Maintenance workers planting cuscus grass on the inside rail of the track, which will grow into a natural wind barrier.
Work continues on Garrison Savannah track
Since lifting of COVID-19 restrictions commenced, maintenance work began and continues on the world renowned Garrison Savannah race track.
Yesterday The Barbados Advocate paid a visit to the Garrison Savannah and spoke with Paddock and Track Manager of the Barbados Turf Club, David Archer who, along with maintenance workers, was attending to the track. The manager explained that the soil of the track was practically dead and needed to be revived for the planted grass to grow and flourish.
Archer pointed out a truck loaded with water along with effluent containing molasses from Mount Gay Distillery, which arrived during the morning period to deliver its load to be used to help recondition the soil, by keeping the moisture in.
“That is water and the effluent from Mount Gay, which also helps produce bacteria to help recondition the soil.
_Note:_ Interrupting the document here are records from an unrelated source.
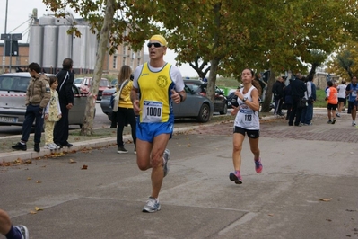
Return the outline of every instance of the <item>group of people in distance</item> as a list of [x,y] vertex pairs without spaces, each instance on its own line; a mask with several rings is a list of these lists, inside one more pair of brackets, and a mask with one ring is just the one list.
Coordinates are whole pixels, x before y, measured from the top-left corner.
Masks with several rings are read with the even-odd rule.
[[[169,172],[168,161],[170,152],[167,148],[167,145],[172,137],[174,129],[172,104],[180,103],[185,101],[187,94],[184,90],[185,85],[179,69],[163,59],[168,47],[165,38],[162,35],[153,35],[150,38],[147,47],[150,56],[149,62],[137,66],[134,71],[133,82],[130,81],[130,83],[123,87],[121,87],[122,84],[130,77],[131,70],[127,66],[124,66],[121,68],[117,86],[117,90],[121,89],[121,93],[118,104],[114,107],[118,107],[116,110],[118,116],[117,118],[118,153],[127,152],[124,147],[122,134],[123,127],[127,123],[129,123],[132,127],[132,137],[135,143],[137,166],[142,171],[152,169],[152,192],[142,211],[156,212],[161,210],[159,193],[163,178]],[[64,69],[67,71],[65,66]],[[39,94],[36,96],[38,98],[34,98],[31,94],[27,96],[28,110],[26,114],[29,115],[31,113],[31,116],[27,116],[29,120],[27,120],[27,124],[24,128],[28,127],[30,123],[32,125],[35,118],[41,123],[43,112],[45,112],[45,118],[48,121],[52,119],[51,117],[55,116],[57,116],[59,120],[62,120],[65,118],[64,111],[67,111],[68,112],[68,110],[72,107],[69,103],[73,102],[61,102],[61,89],[62,87],[65,87],[65,83],[58,80],[57,84],[55,79],[48,82],[44,75],[39,74],[39,66],[37,64],[31,64],[29,71],[32,76],[30,85],[41,79],[40,83],[39,81],[39,84],[40,84],[41,87]],[[65,73],[63,72],[63,75]],[[70,73],[68,72],[68,74]],[[59,77],[58,75],[57,77]],[[73,81],[73,77],[70,76],[70,78]],[[243,87],[235,92],[235,95],[238,97],[238,105],[233,107],[231,112],[231,114],[236,115],[233,126],[232,152],[234,171],[229,173],[229,179],[236,184],[242,183],[240,173],[241,150],[246,135],[249,137],[250,149],[254,155],[255,170],[258,173],[260,173],[263,169],[260,150],[258,148],[260,130],[258,97],[261,94],[261,87],[254,79],[255,74],[251,69],[246,68],[242,71],[241,80]],[[71,80],[68,82],[71,82]],[[56,86],[57,84],[58,85]],[[57,89],[58,92],[59,107],[58,105],[52,105],[52,107],[49,107],[49,111],[56,109],[57,111],[55,111],[55,114],[51,114],[50,111],[46,113],[48,111],[44,109],[50,102],[50,98],[56,98],[54,89]],[[51,93],[52,92],[53,94]],[[39,97],[39,95],[41,97]],[[134,120],[134,118],[136,119]],[[57,124],[58,122],[56,125]],[[55,134],[54,136],[54,142],[56,144],[57,137]],[[23,150],[22,146],[25,145],[26,146],[28,137],[29,136],[25,134],[22,136],[22,141],[15,147],[13,147]],[[39,144],[40,142],[39,139],[40,130],[35,135],[35,143]],[[67,146],[69,146],[68,142],[63,142],[65,145],[67,143]],[[0,227],[2,229],[0,232],[5,235],[6,238],[29,238],[29,232],[26,226],[19,226],[16,227],[11,226],[10,218],[4,212],[4,214],[0,214],[0,222],[2,221],[6,221],[6,227]],[[18,235],[20,234],[22,234],[22,237]]]
[[27,141],[35,120],[34,150],[40,151],[41,133],[45,121],[45,148],[58,149],[71,147],[68,143],[68,112],[74,105],[74,75],[72,71],[73,61],[65,58],[63,69],[56,76],[48,77],[41,74],[38,63],[29,65],[31,76],[26,90],[26,112],[22,124],[22,137],[12,148],[27,150]]
[[[345,84],[345,81],[342,81],[336,85],[332,81],[327,81],[326,88],[326,98],[327,102],[328,124],[336,122],[336,116],[341,117],[342,110],[348,100],[347,113],[351,114],[352,126],[356,126],[355,118],[358,107],[358,84],[357,76],[353,75],[351,83]],[[337,109],[337,111],[336,111]]]

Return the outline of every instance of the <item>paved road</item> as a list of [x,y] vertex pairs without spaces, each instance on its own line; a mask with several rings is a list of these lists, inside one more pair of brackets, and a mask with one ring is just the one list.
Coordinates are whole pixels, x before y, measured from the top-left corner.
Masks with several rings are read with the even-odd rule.
[[[94,117],[94,128],[109,127],[110,122],[108,116],[103,113],[100,103],[96,103],[96,115]],[[70,126],[70,129],[78,129],[79,126]],[[22,126],[0,126],[0,137],[21,135],[22,131]]]
[[245,140],[242,185],[228,177],[231,123],[176,134],[154,214],[141,212],[150,171],[137,169],[131,144],[127,155],[108,146],[2,167],[1,208],[34,239],[358,238],[358,129],[348,116],[326,121],[262,123],[264,170]]

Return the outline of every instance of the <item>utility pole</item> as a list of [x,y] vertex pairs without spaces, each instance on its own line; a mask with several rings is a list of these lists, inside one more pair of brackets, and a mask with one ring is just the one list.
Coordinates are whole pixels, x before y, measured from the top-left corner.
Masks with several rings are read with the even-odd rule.
[[[6,34],[6,30],[7,30],[7,6],[8,6],[8,0],[6,0],[6,10],[5,10],[5,32]],[[6,40],[4,41],[3,45],[3,73],[5,72],[5,47],[6,47]]]

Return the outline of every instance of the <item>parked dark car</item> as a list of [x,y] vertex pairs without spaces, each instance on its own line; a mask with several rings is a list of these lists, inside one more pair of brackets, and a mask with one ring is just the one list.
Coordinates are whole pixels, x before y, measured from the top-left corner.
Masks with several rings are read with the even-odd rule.
[[[112,120],[112,109],[110,108],[110,97],[116,92],[116,88],[107,89],[103,91],[100,107],[103,113],[107,114],[109,120]],[[213,112],[213,102],[206,97],[198,94],[191,90],[188,86],[185,86],[187,99],[181,103],[174,103],[174,117],[180,118],[196,118],[199,122],[207,122]]]
[[[26,112],[26,90],[30,79],[28,72],[0,75],[0,125],[22,125]],[[74,107],[68,115],[69,124],[82,127],[87,97],[81,96],[74,84],[72,89],[74,96]]]
[[[191,90],[206,96],[207,83],[201,80],[184,79],[184,83]],[[215,96],[214,98],[214,111],[220,114],[226,114],[228,112],[228,101],[223,93],[223,91],[215,85]]]

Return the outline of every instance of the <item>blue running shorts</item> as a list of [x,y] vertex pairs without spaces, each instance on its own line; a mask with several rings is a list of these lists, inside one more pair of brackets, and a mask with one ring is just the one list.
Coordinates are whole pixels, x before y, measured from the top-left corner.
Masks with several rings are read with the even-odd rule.
[[139,123],[136,121],[136,137],[153,143],[154,137],[162,134],[173,134],[174,122]]

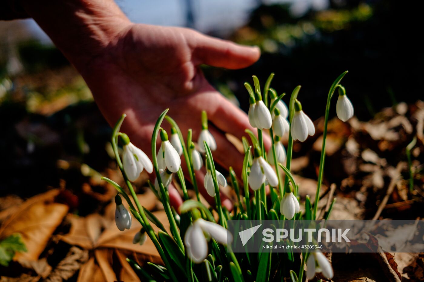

The soil is in very bad condition,” explained Archer.
The manager also highlighted that as far as he knew, the historic track had never been plowed and redone before and the regrowing of the grass was difficult, especially with the drought conditions affecting the island. He also mentioned that the grass had been planted on three occasions during the maintenance period and there was finally a positive sign of life on the track after the recent rains. Archer stated that the expectation was that by October, the track would be fully green again and of a high standard.
One of the measures being taken to protect the ongoing maintenance of the track is the planting of cuscus grass on the inside rail, which would be a wind barrier.
“The majority of the wind comes from that direction, so what we are doing is creating a wind barrier all around, so when the irrigation comes on, it does not get blown all over the place but goes where it is intended, the track. We are trying to create a wind break that is attractive,” explained Archer.
The manager also highlighted an additional benefit of the newly planted cuscus grass, which was a natural barrier to hinder spectators from rushing too close to the track during big race days and also to block litter from being blown onto the track. He also added that during this vulnerable time, where the grass had been struggling to grow, the Barbados Turf Club had erected signage asking persons not to cross the track.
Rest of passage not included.